Fractile's mission is to enable a new chapter in the AI revolution. We're pioneering AI innovation where hardware and software join to create something truly extraordinary, unlocking the power of the world's largest language models with speed increases of x100. Our team is rapidly expanding, and we're searching for visionary engineers, scientists, and thinkers who share our passion for pushing boundaries and redefining what's possible. If you're ready to join a dynamic group of innovators shaping AI's future, we want to hear from you
We are seeking an exceptional Infrastructure engineer to develop and maintain the foundations of our silicon development, supporting a wide range of computationally-intensive workloads while scaling up capacity by orders-of-magnitude. In this role you will work together with our build flow lead to provide efficient, scalable processes and compute to our front-end and back-end silicon engineering teams. You will need to work closely with engineers across the organisation to resolve bottlenecks and optimise workflows, to provide a environment that enables our team to execute at scale and with speed.
Key Responsibilities:
* Create and support tooling and workflows centred around EDA tooling, which will require coding and build-system knowledge to assist with tasks faced by different teams.
* Deploy, and maintain compute infrastructure (in either the cloud or on-premise) using an infrastructure-as-code (IaC) framework (Ansible/Terraform).

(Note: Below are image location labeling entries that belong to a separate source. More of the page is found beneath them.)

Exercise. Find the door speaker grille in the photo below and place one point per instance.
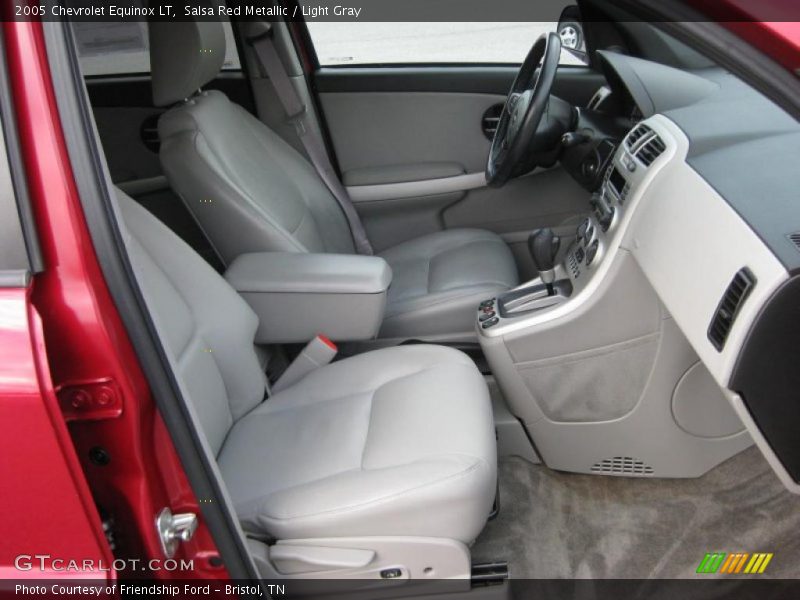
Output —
(622, 464)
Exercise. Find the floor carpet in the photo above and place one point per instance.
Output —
(561, 525)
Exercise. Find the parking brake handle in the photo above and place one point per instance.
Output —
(317, 353)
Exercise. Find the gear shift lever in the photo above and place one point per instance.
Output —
(543, 245)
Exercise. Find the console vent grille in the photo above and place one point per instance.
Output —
(624, 465)
(639, 132)
(732, 300)
(795, 239)
(651, 150)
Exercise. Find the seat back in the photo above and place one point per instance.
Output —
(205, 326)
(249, 190)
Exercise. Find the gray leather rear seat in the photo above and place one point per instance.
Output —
(394, 442)
(251, 192)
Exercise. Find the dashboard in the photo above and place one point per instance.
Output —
(701, 191)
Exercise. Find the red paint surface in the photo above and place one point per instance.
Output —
(85, 341)
(45, 505)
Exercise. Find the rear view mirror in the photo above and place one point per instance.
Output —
(570, 30)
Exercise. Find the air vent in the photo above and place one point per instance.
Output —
(624, 465)
(651, 150)
(729, 307)
(636, 136)
(490, 120)
(795, 239)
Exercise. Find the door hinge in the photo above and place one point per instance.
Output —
(90, 400)
(173, 529)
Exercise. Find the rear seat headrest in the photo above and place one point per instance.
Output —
(184, 56)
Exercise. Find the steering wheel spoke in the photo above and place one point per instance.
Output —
(523, 110)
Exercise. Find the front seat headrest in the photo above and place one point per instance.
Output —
(184, 56)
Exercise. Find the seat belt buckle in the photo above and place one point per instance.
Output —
(318, 352)
(297, 120)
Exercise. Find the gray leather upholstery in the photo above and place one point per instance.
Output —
(439, 280)
(251, 191)
(392, 442)
(397, 441)
(185, 67)
(312, 273)
(298, 295)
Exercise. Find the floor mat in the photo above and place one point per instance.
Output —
(561, 525)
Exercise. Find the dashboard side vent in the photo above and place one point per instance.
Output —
(732, 301)
(651, 150)
(636, 136)
(490, 120)
(624, 465)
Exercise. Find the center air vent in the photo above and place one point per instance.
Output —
(729, 306)
(636, 136)
(623, 465)
(651, 150)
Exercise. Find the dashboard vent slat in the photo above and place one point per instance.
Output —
(636, 135)
(795, 239)
(651, 150)
(624, 465)
(729, 307)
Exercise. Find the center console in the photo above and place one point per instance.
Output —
(586, 356)
(558, 283)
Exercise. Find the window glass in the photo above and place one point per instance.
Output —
(122, 48)
(365, 43)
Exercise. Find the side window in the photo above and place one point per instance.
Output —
(373, 43)
(122, 48)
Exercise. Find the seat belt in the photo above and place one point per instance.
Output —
(296, 112)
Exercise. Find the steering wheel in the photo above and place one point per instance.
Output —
(527, 102)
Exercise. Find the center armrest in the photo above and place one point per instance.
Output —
(298, 295)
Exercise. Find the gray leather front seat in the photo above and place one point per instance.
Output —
(251, 191)
(394, 442)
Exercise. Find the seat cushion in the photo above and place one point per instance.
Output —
(439, 279)
(398, 441)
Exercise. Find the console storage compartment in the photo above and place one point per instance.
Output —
(298, 295)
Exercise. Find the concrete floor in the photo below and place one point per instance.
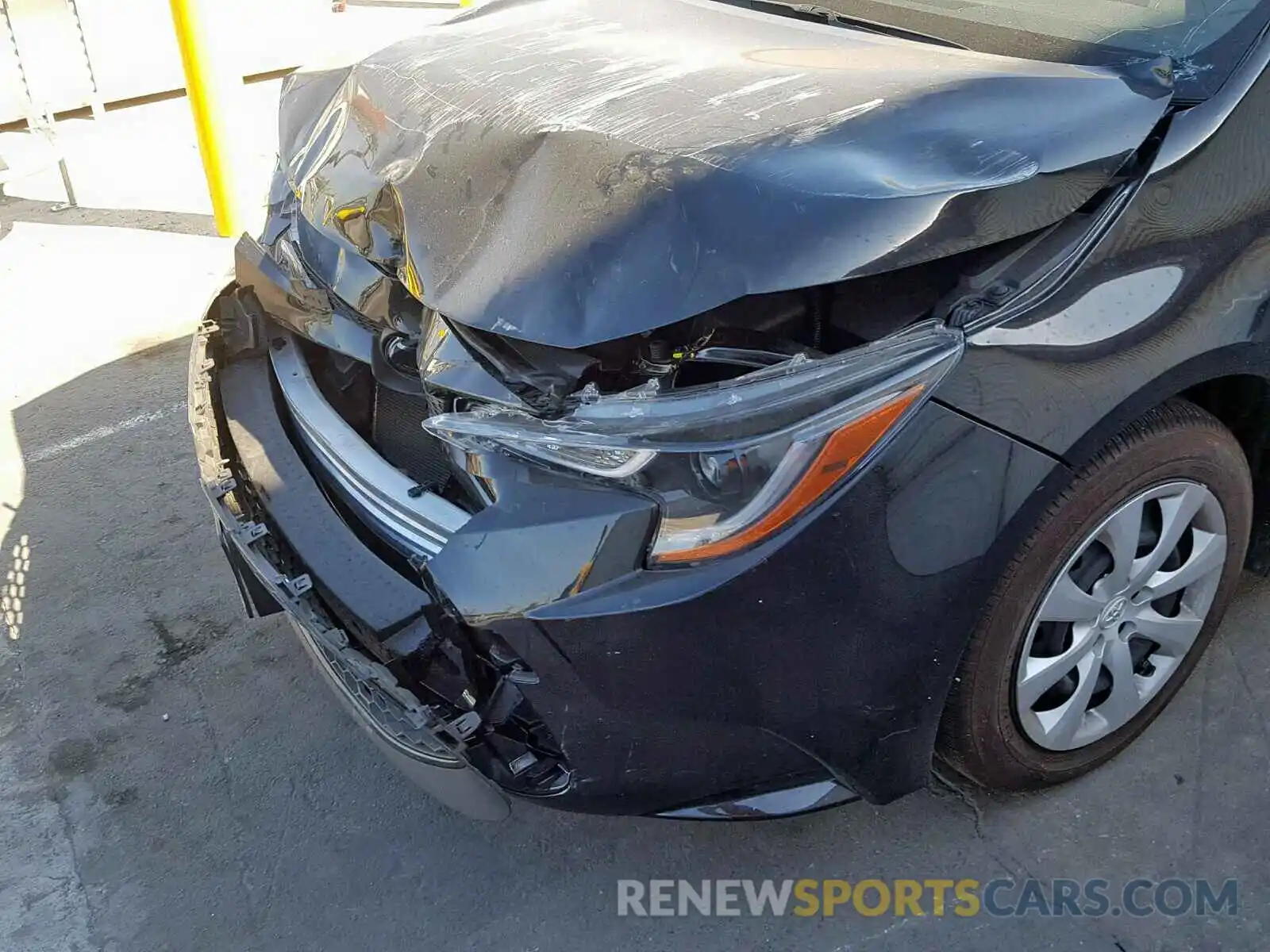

* Manage key network services such as a VPN, central authentication (LDAP), file/object storage, and license servers.
* Maintain a cluster compute solution, capable of scheduling a wide array of types of job with large resource requirements.
* Setup and monitor observation tooling for resource utilisation, machine failures, and more (e.g. Prometheus/Zabbix).
* Work with the engineering team to build and optimise their workloads.
Preferred Qualifications:
* Proficient in modern software development language(s) and infrastructure-as-code frameworks.
* Proficient in the use and administration of Linux/Unix systems, and ideally management of shared compute environments.
* Past experience with diagnosing and resolving network/storage/CPU/RAM bottlenecks across complex workloads.
* Experience deploying and managing a grid compute system (Slurm/LSF/SGE).
* Proficiency with containerisation frameworks (Docker/Singularity).